Open mschwartz opened 5 years ago
The remote is IR, right?
The remote is IR, RF, and the hub is on WiFi.
I assume it is doing WiFi to the ATV.
I would be very surprised if it did. Did you do the pairing process when setting up the harmony (I.e. entering a 4 digit code)?
No, but there are no IR blasters set up, near the ATV.
The API is reverse engineered. I expect Logitech might have had better access?
This seems magical to me. Would it be possible for you to obtain network traffic dump with tcpdump or wireshark?
https://www.cnet.com/how-to/how-to-force-restart-the-new-apple-tv/
Maybe that helps?
While I have your attention, the node js Apple TV module doesn’t perform as well as pyatv, but they do return a lot more interesting information. For example, currently playing app, title, artist, duration, elapsed time, etc. The data are obviously there in the stream from the ATV.
It would also be awesome to have an MQTT bridge using pyatv. When you receive information from the ATV, post an MQTT message (retained). When you receive messages over MQTT, you control the ATV.
I have a proxy that can intercept traffic and decrypt it, it might be possible to use it with the real remote to figure out what is sent. I'm thinking of the "hold down menu and home button"-scenario. Can look into that.

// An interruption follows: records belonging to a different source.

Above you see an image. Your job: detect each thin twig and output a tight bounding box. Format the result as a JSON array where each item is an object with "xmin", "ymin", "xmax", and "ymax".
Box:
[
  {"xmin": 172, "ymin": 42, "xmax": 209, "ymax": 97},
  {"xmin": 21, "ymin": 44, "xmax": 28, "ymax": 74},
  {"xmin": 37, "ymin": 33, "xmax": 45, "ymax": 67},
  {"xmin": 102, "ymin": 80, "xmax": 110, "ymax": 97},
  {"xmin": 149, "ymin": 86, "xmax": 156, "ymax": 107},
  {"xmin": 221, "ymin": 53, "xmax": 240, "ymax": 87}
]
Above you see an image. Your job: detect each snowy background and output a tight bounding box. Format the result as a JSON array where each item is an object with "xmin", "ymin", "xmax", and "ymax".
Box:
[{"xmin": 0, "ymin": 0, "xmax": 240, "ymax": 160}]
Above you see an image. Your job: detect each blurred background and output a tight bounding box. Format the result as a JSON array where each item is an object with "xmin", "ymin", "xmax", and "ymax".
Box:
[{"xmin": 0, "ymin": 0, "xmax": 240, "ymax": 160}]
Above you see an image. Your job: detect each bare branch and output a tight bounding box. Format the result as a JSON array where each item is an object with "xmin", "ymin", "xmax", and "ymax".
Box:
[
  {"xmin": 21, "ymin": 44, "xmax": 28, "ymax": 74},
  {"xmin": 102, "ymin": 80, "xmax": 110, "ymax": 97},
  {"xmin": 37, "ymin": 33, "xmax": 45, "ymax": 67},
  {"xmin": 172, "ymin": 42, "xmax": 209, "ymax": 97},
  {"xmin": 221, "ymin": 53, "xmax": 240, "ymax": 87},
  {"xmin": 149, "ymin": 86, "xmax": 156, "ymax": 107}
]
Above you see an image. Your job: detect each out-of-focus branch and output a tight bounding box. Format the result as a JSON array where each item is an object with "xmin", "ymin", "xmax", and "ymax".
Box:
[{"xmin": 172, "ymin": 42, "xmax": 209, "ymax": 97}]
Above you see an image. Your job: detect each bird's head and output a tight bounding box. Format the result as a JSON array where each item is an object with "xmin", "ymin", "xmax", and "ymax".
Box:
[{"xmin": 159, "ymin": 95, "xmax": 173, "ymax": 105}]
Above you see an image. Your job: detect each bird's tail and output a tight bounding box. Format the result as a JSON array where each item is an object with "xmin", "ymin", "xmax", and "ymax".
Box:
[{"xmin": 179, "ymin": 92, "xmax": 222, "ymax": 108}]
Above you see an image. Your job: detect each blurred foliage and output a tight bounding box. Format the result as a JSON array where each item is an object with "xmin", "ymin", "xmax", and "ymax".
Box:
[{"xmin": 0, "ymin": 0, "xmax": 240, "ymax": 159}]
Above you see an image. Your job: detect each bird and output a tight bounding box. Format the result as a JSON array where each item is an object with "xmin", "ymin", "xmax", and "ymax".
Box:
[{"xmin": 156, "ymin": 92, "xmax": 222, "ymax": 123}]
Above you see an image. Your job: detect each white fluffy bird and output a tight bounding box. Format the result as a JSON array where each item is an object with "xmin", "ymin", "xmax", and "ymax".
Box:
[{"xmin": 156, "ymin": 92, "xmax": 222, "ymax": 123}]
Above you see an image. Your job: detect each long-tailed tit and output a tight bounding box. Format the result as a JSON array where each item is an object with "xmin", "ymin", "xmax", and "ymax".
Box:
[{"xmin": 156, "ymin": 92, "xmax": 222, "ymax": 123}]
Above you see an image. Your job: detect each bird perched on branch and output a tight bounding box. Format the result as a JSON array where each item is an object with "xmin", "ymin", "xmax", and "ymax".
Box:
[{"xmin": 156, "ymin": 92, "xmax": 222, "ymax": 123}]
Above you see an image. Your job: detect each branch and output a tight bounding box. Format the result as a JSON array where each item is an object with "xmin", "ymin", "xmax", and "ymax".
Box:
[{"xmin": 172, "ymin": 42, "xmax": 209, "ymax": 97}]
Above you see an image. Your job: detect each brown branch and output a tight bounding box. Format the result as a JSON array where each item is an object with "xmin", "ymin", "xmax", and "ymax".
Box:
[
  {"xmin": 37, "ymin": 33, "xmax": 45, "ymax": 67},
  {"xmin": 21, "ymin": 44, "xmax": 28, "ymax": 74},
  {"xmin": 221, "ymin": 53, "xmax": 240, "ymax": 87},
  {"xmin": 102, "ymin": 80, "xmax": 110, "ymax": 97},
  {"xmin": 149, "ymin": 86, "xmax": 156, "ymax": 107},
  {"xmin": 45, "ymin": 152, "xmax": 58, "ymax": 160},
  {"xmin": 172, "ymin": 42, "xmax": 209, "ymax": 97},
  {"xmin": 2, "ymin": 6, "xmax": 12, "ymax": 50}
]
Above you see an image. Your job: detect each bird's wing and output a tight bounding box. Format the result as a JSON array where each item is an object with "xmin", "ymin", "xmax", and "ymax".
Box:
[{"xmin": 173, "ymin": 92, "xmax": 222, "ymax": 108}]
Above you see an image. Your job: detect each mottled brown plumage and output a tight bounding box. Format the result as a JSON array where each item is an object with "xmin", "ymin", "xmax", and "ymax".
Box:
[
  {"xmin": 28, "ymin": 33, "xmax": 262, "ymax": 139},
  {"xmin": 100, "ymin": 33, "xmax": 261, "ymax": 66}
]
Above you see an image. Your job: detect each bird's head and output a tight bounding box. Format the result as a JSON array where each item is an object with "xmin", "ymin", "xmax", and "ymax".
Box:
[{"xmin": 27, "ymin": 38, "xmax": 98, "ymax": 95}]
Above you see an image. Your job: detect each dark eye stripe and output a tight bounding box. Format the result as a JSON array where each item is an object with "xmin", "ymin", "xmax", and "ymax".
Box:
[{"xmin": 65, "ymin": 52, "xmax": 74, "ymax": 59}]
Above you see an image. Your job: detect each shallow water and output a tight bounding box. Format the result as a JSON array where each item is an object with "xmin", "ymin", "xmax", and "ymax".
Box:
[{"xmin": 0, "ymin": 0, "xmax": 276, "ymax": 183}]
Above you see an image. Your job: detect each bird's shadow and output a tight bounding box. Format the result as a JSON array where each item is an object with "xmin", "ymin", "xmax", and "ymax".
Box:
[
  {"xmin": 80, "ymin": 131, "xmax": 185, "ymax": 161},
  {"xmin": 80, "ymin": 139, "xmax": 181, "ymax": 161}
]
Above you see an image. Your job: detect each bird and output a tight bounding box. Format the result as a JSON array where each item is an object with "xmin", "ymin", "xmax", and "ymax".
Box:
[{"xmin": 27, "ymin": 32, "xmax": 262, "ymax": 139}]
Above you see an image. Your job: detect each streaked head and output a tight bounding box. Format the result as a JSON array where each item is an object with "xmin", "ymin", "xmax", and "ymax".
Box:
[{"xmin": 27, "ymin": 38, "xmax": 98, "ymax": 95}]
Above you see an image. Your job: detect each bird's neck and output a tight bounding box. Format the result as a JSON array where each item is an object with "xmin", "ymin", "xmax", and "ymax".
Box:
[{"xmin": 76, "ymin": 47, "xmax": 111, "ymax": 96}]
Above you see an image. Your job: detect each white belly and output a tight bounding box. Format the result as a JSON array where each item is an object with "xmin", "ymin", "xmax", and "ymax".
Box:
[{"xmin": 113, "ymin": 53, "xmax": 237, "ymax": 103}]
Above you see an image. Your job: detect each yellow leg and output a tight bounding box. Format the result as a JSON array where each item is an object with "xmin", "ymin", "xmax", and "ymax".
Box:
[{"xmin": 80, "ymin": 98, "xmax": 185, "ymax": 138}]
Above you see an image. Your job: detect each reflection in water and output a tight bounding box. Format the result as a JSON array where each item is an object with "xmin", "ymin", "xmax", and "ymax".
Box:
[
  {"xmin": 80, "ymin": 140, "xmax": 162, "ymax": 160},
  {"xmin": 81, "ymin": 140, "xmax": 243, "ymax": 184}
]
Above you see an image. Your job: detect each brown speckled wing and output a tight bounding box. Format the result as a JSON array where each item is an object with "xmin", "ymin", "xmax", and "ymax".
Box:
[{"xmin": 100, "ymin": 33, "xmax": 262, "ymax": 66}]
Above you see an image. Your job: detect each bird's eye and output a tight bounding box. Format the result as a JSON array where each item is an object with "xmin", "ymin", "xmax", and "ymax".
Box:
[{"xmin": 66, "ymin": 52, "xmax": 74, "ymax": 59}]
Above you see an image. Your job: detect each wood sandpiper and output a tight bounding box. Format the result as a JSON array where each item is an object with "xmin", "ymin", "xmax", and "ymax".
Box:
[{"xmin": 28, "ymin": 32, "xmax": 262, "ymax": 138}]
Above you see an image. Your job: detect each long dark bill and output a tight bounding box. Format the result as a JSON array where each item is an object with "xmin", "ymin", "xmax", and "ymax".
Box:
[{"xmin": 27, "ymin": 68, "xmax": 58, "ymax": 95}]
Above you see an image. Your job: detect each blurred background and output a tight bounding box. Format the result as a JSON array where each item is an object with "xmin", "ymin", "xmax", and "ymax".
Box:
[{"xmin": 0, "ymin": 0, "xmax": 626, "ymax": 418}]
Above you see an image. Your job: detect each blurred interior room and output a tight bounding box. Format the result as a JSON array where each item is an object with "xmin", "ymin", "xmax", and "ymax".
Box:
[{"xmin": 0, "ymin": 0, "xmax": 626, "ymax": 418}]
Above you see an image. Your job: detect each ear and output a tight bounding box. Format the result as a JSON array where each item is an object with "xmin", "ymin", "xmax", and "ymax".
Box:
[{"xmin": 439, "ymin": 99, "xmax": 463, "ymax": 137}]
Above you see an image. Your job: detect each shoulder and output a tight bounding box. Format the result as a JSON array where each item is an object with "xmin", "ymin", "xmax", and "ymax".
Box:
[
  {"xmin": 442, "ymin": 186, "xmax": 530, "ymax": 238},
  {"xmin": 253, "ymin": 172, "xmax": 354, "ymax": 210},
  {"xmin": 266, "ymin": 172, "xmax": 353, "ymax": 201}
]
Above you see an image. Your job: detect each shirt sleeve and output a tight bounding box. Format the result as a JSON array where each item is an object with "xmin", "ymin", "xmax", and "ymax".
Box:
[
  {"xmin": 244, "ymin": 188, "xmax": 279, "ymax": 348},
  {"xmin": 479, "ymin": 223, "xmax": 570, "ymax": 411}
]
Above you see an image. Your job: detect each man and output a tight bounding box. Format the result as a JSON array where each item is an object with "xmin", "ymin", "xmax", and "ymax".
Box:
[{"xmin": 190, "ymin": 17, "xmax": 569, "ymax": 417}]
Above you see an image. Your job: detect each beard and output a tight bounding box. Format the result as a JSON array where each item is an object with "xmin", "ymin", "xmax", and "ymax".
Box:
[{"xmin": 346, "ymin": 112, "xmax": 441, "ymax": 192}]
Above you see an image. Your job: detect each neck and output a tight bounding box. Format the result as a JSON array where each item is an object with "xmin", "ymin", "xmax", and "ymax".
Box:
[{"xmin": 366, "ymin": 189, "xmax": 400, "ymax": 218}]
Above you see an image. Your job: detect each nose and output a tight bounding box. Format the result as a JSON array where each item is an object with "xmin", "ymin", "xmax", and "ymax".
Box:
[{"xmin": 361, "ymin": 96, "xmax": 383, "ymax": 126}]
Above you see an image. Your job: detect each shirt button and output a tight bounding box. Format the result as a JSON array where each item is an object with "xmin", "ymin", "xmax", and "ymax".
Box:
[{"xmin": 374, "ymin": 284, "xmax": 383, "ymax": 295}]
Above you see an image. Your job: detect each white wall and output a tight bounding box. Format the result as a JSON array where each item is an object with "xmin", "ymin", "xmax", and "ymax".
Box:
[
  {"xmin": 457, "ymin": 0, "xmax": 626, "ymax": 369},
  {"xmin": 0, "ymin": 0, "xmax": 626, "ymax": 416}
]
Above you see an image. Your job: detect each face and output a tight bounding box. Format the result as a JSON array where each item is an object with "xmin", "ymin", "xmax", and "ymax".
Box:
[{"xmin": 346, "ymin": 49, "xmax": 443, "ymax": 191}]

pyatv will support everything the node library does (and maybe more). Not all base functionality is in place yet, so that's why currently you see less info.
Yeah, that would be cool. It would be a separate application built using pyatv though, not part of the core library. A simple bridge would probably not be long and could be bundled as an example even.
There's a nodejs module that wraps pyatv.
The only thing keeping me from using pyatv is the lack of the extra useful information.
Also, I note with the nodejs atv module (not the wrapper one), when the ATV actually shuts down (after the 1 hour or whatever timeout), it sends a protocol buffer message for disconnect. The repo with the protocol buffer definition files doesn't have one for it, and the nodejs module doesn't handle it either.
So I basically exit the ATV MQTT bridge I wrote and the forever command line program restarts it. I also have to fork() one process per ATV because there's about a 5 second startup cost for scanning the bonjour devices, and a lot of the time, one of the ATVs isn't found.
To get back to topic a bit late... But I believe I read somewhere that Harmony uses Bluetooth to trigger shutdown. Maybe that is how it works. Not sure if it helps (maybe if the traffic can be intercepted, in case they use some protocol that has an analog implementation in MRP, like HID).
I successfully made a pyatv <-> MQTT bridge. It's not general purpose enough, but it is 99% of what anyone might need.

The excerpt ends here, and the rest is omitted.